Ways to receive payment, threshold and time taken
The process of receiving cashback earnings has various stages, which typically include the following:
1) To begin with a customer will make a purchase through a cashback site.
2) The purchase should then appear on the Activity/Earnings page of the cashback site -- this is not always immediate and can take 7 days.
3) The cashback site may have to wait for the 'returns and cancellations' period to finish.
4) The retailer will then verify the sale and send the sales income to the cashback site.
5) The cashback site will confirm they have received the income and make it available to be withdrawn.

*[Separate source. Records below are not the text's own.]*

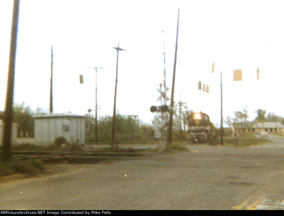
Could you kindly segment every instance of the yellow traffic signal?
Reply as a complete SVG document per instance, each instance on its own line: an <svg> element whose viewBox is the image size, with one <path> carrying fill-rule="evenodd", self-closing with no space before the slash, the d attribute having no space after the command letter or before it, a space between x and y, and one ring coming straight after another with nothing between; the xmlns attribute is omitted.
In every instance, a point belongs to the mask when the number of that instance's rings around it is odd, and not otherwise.
<svg viewBox="0 0 284 216"><path fill-rule="evenodd" d="M234 81L242 80L242 71L241 70L234 70L233 71Z"/></svg>

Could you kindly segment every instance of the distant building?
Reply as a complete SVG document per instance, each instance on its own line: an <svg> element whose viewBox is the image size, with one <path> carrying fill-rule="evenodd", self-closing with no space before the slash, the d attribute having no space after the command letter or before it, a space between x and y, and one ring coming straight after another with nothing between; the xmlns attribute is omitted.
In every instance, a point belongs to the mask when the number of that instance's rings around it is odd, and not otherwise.
<svg viewBox="0 0 284 216"><path fill-rule="evenodd" d="M16 123L12 123L12 134L11 137L11 143L16 144L17 135L18 134L18 127L19 125ZM4 133L4 123L2 120L0 119L0 146L3 146L3 133Z"/></svg>
<svg viewBox="0 0 284 216"><path fill-rule="evenodd" d="M71 113L43 114L34 117L36 144L53 144L64 137L68 142L85 144L85 116Z"/></svg>
<svg viewBox="0 0 284 216"><path fill-rule="evenodd" d="M248 126L247 132L260 133L284 132L284 125L280 122L254 122Z"/></svg>

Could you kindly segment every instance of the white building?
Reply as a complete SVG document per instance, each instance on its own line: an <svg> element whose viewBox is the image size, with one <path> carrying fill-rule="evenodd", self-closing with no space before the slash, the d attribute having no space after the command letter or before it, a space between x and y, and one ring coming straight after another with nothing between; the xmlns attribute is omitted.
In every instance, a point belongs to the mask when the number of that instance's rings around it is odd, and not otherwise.
<svg viewBox="0 0 284 216"><path fill-rule="evenodd" d="M71 113L43 114L34 117L36 144L54 143L59 137L71 144L85 144L85 116Z"/></svg>
<svg viewBox="0 0 284 216"><path fill-rule="evenodd" d="M19 124L16 123L12 123L12 134L11 135L11 143L12 144L17 143L17 134ZM3 145L3 134L4 133L4 123L0 119L0 146Z"/></svg>

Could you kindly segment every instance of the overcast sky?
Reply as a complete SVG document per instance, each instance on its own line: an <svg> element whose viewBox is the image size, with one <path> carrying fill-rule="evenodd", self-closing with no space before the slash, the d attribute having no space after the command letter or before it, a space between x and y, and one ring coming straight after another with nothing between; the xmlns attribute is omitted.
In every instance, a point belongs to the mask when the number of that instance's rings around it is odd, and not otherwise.
<svg viewBox="0 0 284 216"><path fill-rule="evenodd" d="M0 1L0 109L5 107L13 1ZM95 72L101 116L112 115L116 47L116 108L150 122L164 79L163 44L170 97L180 9L174 99L209 115L220 125L220 71L223 115L247 106L284 116L284 2L282 1L22 0L14 102L49 107L51 47L55 112L95 109ZM164 32L163 33L163 31ZM212 73L212 63L215 72ZM258 67L260 79L256 79ZM242 70L243 81L233 81ZM83 75L84 84L79 83ZM198 90L197 83L210 86Z"/></svg>

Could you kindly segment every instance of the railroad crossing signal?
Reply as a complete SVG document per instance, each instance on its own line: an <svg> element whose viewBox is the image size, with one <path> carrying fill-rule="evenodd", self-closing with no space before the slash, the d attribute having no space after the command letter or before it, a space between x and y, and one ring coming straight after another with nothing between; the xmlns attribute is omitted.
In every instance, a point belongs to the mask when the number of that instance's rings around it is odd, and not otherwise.
<svg viewBox="0 0 284 216"><path fill-rule="evenodd" d="M166 92L168 91L168 90L169 89L168 87L166 87L164 89L164 92L163 92L161 89L158 88L157 89L157 91L158 91L158 92L160 93L161 95L158 98L158 99L157 99L157 100L158 101L159 101L162 100L162 99L163 98L164 98L164 102L166 102L168 101L170 99L169 98L169 97L167 96L166 95Z"/></svg>

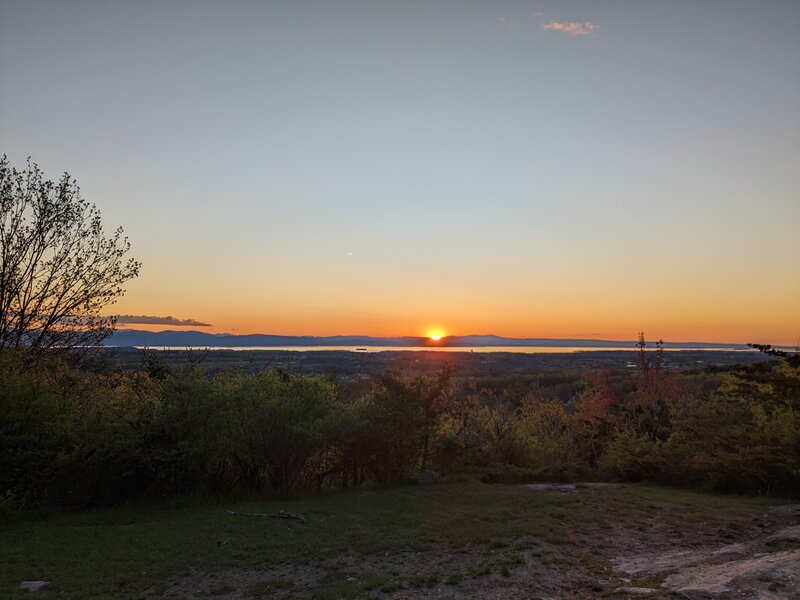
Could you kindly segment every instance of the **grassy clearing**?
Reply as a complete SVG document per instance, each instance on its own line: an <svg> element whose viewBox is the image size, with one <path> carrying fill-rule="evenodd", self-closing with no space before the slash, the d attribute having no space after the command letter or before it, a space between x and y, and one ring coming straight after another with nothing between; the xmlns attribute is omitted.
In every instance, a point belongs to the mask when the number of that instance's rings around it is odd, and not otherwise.
<svg viewBox="0 0 800 600"><path fill-rule="evenodd" d="M508 578L525 557L568 569L583 560L570 546L574 536L610 534L620 521L646 528L657 517L676 527L709 521L725 527L726 519L734 523L769 503L644 486L561 494L459 482L287 502L137 503L16 515L0 527L0 596L26 596L23 580L51 582L37 598L87 600L183 597L171 586L192 579L202 580L208 597L252 598L460 585L490 574ZM228 510L285 510L306 521ZM415 568L419 556L425 563ZM584 562L590 570L605 568ZM313 577L298 579L298 566ZM236 584L225 577L232 572L242 574Z"/></svg>

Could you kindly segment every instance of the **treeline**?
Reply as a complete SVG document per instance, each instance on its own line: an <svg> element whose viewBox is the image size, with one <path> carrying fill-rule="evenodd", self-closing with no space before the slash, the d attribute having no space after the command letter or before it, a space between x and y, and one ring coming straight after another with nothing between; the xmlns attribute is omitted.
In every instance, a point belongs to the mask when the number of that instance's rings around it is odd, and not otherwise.
<svg viewBox="0 0 800 600"><path fill-rule="evenodd" d="M108 375L60 361L23 368L5 351L0 505L285 495L420 474L800 495L800 359L734 369L720 384L668 372L662 358L642 345L635 374L589 373L564 398L501 394L447 370L347 382L209 376L150 355L136 372Z"/></svg>

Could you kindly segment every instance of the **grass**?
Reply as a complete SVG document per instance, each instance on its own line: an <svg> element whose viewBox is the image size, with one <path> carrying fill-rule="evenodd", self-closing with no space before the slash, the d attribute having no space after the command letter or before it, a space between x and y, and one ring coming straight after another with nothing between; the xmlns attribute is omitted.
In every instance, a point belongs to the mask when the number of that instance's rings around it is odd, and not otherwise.
<svg viewBox="0 0 800 600"><path fill-rule="evenodd" d="M540 544L564 544L576 531L602 530L619 519L669 513L691 524L723 513L736 517L765 503L643 486L557 494L460 482L287 502L142 502L28 513L0 525L0 597L30 597L20 590L24 580L50 581L36 594L43 599L169 597L174 582L192 579L202 580L213 597L236 589L226 579L231 572L242 574L243 596L253 598L278 592L347 598L459 585L492 573L509 577L524 564L522 552L541 556ZM285 510L306 521L234 516L228 510ZM463 556L465 566L454 569L443 560L412 574L370 567L440 549ZM298 565L313 576L291 575Z"/></svg>

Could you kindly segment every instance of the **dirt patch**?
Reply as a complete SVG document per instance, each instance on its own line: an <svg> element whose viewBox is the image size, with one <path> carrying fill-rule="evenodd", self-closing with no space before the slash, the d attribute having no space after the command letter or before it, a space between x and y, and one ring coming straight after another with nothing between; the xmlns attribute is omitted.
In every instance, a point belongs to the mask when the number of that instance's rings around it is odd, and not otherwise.
<svg viewBox="0 0 800 600"><path fill-rule="evenodd" d="M800 600L800 506L723 510L713 502L633 503L625 487L529 489L563 498L569 533L560 543L522 535L487 544L352 552L260 570L191 573L144 598ZM572 516L581 511L597 514L573 526Z"/></svg>
<svg viewBox="0 0 800 600"><path fill-rule="evenodd" d="M800 598L800 526L785 526L798 521L800 506L777 507L745 523L744 539L734 544L626 555L611 562L616 572L661 579L662 589L689 598Z"/></svg>

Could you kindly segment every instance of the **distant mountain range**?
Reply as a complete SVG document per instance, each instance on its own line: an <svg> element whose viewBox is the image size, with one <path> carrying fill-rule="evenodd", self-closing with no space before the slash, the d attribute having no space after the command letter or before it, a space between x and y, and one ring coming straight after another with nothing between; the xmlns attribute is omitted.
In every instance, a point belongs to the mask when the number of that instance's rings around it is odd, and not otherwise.
<svg viewBox="0 0 800 600"><path fill-rule="evenodd" d="M206 333L204 331L139 331L122 329L116 331L107 341L107 346L148 346L151 348L192 347L192 348L242 348L248 346L411 346L411 347L486 347L486 346L527 346L527 347L590 347L590 348L633 348L631 340L585 340L561 338L507 338L498 335L452 335L433 341L427 337L370 337L366 335L294 336L252 333L235 335L231 333ZM648 344L652 347L652 343ZM665 348L725 348L731 350L747 349L745 344L718 344L713 342L664 342Z"/></svg>

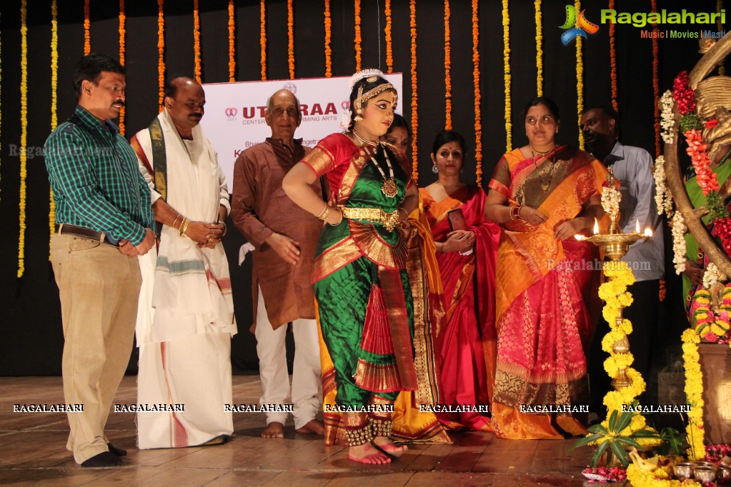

This is just a basic outline of the process, it will vary from cashback site to cashback site, and can be subject to change as technology evolves. It is impossible to give an exact timeframe for how long the process takes from purchase to withdrawal: due to what time of the month the purchase was made, and the internal processes of the retailers, but the overall timeframe is weeks and months rather than days.
When a users cashback earnings are available to be withdrawn, what are the options? Typically the three options for withdrawing are as follows: 1) Bank account using BACS; 2) Paypal, which is used by 150,000 websites; 3) Gift vouchers, examples of some gift vouchers -- for topcashback.co.uk -- are: Just Eat, ExperienceDays, M&S, Amazon, and Google Play.